Exempted Assets: Assets which are not considered as a part of wealth for the computation of wealth tax. Property held under trust/ for the purpose of charitable/religious purposes. Interest in coparcenary property of Hindu Undivided family. Jewellery in possession of ruler not being his personal property.

What is the homestead exemption in Indiana for Chapter 7? ›

Code §34-55-10-2(c)(1), Indiana gives you a homestead exemption in the amount of $19,300 for your home or principal residence. This can be doubled for married filers. Any interest in real estate held as a tenant by the entirety also is exempt, unless both owners are bankrupt.

What type of debt Cannot be discharged? ›

Debts Never Discharged in Bankruptcy

Alimony and child support. Certain unpaid taxes, such as tax liens. However, some federal, state, and local taxes may be eligible for discharge if they date back several years. Debts for willful and malicious injury to another person or property.

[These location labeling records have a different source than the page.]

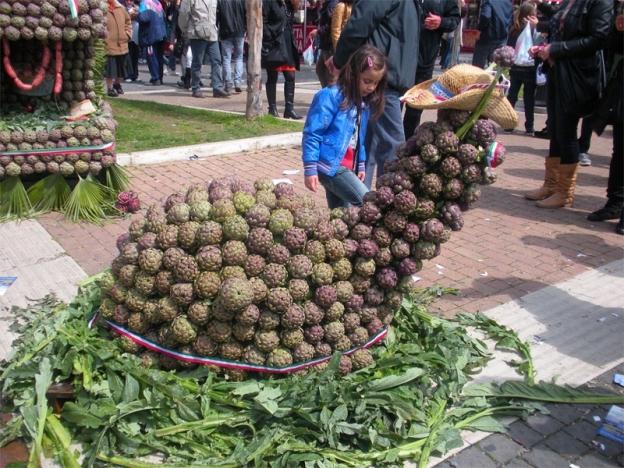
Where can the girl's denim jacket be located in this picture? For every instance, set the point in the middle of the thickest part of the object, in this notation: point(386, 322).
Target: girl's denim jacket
point(328, 131)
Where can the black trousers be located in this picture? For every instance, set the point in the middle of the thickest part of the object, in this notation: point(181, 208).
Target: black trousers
point(523, 76)
point(562, 124)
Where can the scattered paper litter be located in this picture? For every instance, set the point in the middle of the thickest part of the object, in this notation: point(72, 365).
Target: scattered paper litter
point(599, 445)
point(284, 180)
point(5, 283)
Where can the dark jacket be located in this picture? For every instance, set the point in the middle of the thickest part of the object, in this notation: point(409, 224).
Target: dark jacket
point(324, 24)
point(576, 36)
point(231, 18)
point(393, 26)
point(278, 42)
point(495, 20)
point(429, 45)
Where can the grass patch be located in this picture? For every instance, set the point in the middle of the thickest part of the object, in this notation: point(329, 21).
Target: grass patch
point(150, 125)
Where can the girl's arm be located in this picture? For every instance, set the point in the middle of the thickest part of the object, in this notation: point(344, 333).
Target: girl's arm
point(320, 116)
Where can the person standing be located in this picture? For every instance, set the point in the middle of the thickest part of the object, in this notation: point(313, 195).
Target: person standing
point(522, 74)
point(119, 28)
point(494, 23)
point(393, 27)
point(232, 21)
point(577, 33)
point(152, 34)
point(326, 49)
point(198, 21)
point(279, 53)
point(334, 153)
point(440, 16)
point(611, 111)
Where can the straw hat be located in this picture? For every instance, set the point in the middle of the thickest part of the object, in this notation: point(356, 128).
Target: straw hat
point(462, 87)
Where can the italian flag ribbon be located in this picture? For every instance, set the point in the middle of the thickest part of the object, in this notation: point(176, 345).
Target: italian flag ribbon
point(226, 363)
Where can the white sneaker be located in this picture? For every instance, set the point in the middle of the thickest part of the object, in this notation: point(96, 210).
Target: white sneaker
point(584, 159)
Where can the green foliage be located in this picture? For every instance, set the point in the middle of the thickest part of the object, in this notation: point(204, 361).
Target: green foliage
point(412, 402)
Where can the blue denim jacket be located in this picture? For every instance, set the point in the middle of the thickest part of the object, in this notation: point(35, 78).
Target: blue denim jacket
point(328, 131)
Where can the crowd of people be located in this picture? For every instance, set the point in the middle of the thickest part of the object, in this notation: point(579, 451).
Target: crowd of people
point(574, 46)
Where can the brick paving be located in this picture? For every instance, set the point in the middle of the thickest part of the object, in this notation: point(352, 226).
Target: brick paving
point(564, 437)
point(508, 247)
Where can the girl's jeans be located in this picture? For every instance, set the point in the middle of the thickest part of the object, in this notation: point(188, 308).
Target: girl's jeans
point(343, 189)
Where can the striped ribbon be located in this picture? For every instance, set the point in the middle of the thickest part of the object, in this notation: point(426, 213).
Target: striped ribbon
point(73, 8)
point(66, 150)
point(226, 363)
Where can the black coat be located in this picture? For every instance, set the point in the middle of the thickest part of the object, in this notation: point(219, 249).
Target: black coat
point(430, 40)
point(577, 34)
point(278, 42)
point(393, 26)
point(231, 18)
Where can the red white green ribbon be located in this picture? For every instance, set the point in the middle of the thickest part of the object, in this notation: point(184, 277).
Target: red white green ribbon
point(226, 363)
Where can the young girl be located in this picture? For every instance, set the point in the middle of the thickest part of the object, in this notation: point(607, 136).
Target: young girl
point(523, 73)
point(335, 128)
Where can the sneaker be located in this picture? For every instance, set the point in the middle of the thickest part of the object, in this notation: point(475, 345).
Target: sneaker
point(543, 133)
point(584, 159)
point(220, 93)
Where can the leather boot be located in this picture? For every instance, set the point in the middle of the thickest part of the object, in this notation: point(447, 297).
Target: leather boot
point(551, 173)
point(564, 194)
point(289, 97)
point(271, 98)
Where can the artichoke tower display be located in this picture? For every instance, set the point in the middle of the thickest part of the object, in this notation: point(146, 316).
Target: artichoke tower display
point(57, 138)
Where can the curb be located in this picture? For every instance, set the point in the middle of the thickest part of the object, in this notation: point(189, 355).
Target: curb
point(204, 150)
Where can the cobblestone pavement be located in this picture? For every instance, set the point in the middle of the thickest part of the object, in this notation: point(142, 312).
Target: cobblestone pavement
point(564, 438)
point(507, 248)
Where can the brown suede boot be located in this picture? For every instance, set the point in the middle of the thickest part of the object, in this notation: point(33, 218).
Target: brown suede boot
point(564, 196)
point(550, 181)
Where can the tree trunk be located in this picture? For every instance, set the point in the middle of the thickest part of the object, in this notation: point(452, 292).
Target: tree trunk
point(254, 72)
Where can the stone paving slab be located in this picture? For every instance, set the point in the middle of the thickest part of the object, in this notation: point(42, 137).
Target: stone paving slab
point(508, 247)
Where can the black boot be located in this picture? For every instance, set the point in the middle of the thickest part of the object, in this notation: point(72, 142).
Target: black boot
point(185, 82)
point(289, 97)
point(271, 97)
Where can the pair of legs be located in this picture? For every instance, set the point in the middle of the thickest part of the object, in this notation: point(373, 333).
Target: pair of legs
point(289, 93)
point(201, 48)
point(383, 136)
point(519, 77)
point(563, 154)
point(483, 51)
point(615, 186)
point(343, 189)
point(232, 52)
point(155, 62)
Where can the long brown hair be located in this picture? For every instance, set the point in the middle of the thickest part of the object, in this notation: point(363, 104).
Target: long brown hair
point(364, 58)
point(523, 11)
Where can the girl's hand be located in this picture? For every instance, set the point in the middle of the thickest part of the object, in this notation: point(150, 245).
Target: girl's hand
point(311, 182)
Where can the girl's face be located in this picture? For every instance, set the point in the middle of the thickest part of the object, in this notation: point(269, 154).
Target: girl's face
point(369, 79)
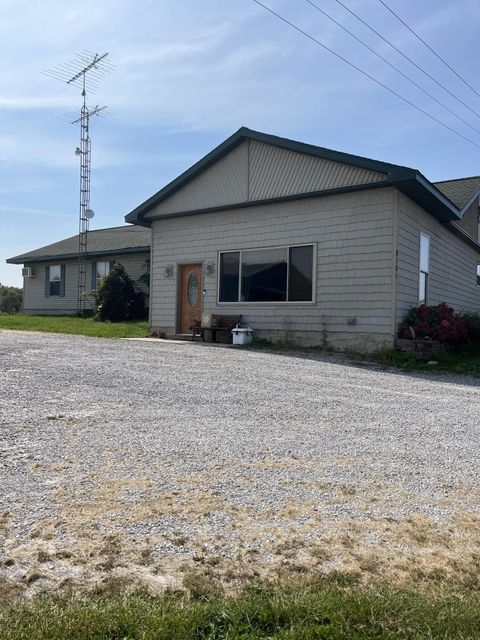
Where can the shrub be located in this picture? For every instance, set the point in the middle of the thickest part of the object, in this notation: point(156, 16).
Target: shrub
point(10, 299)
point(438, 322)
point(117, 299)
point(472, 324)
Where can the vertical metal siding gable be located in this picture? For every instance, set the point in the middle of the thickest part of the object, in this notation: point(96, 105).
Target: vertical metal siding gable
point(277, 172)
point(225, 182)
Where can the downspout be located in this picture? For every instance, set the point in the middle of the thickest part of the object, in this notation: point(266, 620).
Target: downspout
point(394, 262)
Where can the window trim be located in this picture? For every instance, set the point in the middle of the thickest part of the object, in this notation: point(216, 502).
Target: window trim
point(48, 281)
point(95, 279)
point(420, 270)
point(269, 303)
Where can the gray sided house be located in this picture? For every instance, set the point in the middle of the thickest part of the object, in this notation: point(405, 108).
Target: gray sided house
point(310, 245)
point(51, 272)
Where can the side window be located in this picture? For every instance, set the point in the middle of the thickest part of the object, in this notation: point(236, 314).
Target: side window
point(55, 280)
point(424, 269)
point(99, 271)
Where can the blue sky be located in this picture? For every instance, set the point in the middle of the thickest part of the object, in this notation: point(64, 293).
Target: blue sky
point(189, 73)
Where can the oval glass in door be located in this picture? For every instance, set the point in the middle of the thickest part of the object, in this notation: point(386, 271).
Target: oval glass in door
point(192, 289)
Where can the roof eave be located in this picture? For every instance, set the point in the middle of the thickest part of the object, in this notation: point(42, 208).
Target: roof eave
point(25, 259)
point(137, 215)
point(424, 193)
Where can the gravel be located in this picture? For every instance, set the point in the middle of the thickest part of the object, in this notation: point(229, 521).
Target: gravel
point(199, 450)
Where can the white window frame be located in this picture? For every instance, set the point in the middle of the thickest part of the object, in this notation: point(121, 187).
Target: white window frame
point(422, 271)
point(51, 280)
point(269, 303)
point(104, 262)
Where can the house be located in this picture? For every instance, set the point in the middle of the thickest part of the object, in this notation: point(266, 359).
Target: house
point(50, 281)
point(310, 245)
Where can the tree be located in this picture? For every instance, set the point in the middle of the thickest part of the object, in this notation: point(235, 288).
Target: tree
point(117, 299)
point(10, 299)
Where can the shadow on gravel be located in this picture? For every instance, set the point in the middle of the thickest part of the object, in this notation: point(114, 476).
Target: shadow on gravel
point(350, 361)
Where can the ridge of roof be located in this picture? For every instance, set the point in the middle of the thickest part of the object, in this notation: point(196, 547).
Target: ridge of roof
point(244, 133)
point(456, 179)
point(108, 241)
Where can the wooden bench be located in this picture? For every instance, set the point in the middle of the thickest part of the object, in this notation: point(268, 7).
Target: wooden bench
point(220, 326)
point(223, 325)
point(197, 330)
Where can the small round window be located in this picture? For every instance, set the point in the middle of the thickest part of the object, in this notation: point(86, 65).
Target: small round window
point(192, 289)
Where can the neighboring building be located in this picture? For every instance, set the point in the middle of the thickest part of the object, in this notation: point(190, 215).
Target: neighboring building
point(51, 284)
point(309, 244)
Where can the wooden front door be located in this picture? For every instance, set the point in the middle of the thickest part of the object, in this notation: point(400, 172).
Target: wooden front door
point(190, 304)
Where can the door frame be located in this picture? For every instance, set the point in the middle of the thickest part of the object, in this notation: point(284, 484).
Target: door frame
point(178, 294)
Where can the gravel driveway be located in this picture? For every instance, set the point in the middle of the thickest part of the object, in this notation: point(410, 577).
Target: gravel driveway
point(143, 459)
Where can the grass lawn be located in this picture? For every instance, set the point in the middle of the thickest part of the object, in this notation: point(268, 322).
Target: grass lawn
point(308, 610)
point(74, 325)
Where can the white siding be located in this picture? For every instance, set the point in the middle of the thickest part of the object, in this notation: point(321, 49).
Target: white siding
point(257, 171)
point(35, 300)
point(452, 277)
point(353, 234)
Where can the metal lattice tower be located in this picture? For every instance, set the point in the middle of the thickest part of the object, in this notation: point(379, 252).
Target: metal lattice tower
point(93, 69)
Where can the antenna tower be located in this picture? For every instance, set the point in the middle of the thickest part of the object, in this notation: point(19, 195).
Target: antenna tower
point(86, 72)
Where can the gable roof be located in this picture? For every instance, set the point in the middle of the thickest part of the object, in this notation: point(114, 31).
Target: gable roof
point(111, 241)
point(460, 191)
point(408, 180)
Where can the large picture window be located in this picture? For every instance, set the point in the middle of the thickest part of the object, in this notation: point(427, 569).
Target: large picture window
point(283, 274)
point(424, 269)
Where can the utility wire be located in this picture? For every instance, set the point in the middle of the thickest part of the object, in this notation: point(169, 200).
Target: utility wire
point(429, 47)
point(415, 84)
point(365, 73)
point(404, 55)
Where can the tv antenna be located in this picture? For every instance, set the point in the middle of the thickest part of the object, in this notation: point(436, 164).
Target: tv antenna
point(86, 72)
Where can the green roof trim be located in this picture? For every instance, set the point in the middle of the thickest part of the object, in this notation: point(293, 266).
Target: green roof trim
point(408, 180)
point(107, 242)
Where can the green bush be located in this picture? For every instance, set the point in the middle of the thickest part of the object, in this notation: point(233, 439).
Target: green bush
point(472, 324)
point(439, 322)
point(10, 299)
point(117, 299)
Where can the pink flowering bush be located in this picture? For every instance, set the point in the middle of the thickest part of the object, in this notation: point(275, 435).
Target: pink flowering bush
point(438, 322)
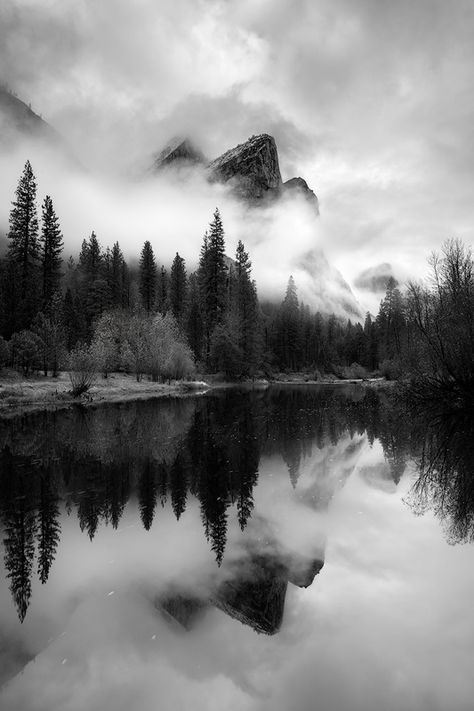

What can a creditor do if I can't pay? ›

Action your creditor can take
  1. Bailiffs. ...
  2. If you're being taken to court for debt. ...
  3. Changing a court order for debt. ...
  4. How a creditor can get information about your finances. ...
  5. Creditor takes money from your bank account. ...
  6. If a creditor takes money from your wages. ...
  7. Charging orders. ...
  8. Harassment by creditors.

Which creditors have no security? ›

An unsecured creditor is an individual or institution that lends money without obtaining specified assets as collateral. This poses a higher risk to the creditor because it will have nothing to fall back on should the borrower default on the loan.

Which creditors have priority but no security? ›

Unsecured Creditors. An unsecured creditor is essentially an individual or institution that lends money without obtaining specified assets as collateral. Unsecured creditors are generally placed into two categories: priority unsecured creditors and general unsecured creditors.

What creditors can freeze your bank account? ›

A creditor or debt collector cannot freeze your bank account unless it has a judgment. Judgment creditors freeze people's bank accounts as a way of pressuring people to make payments.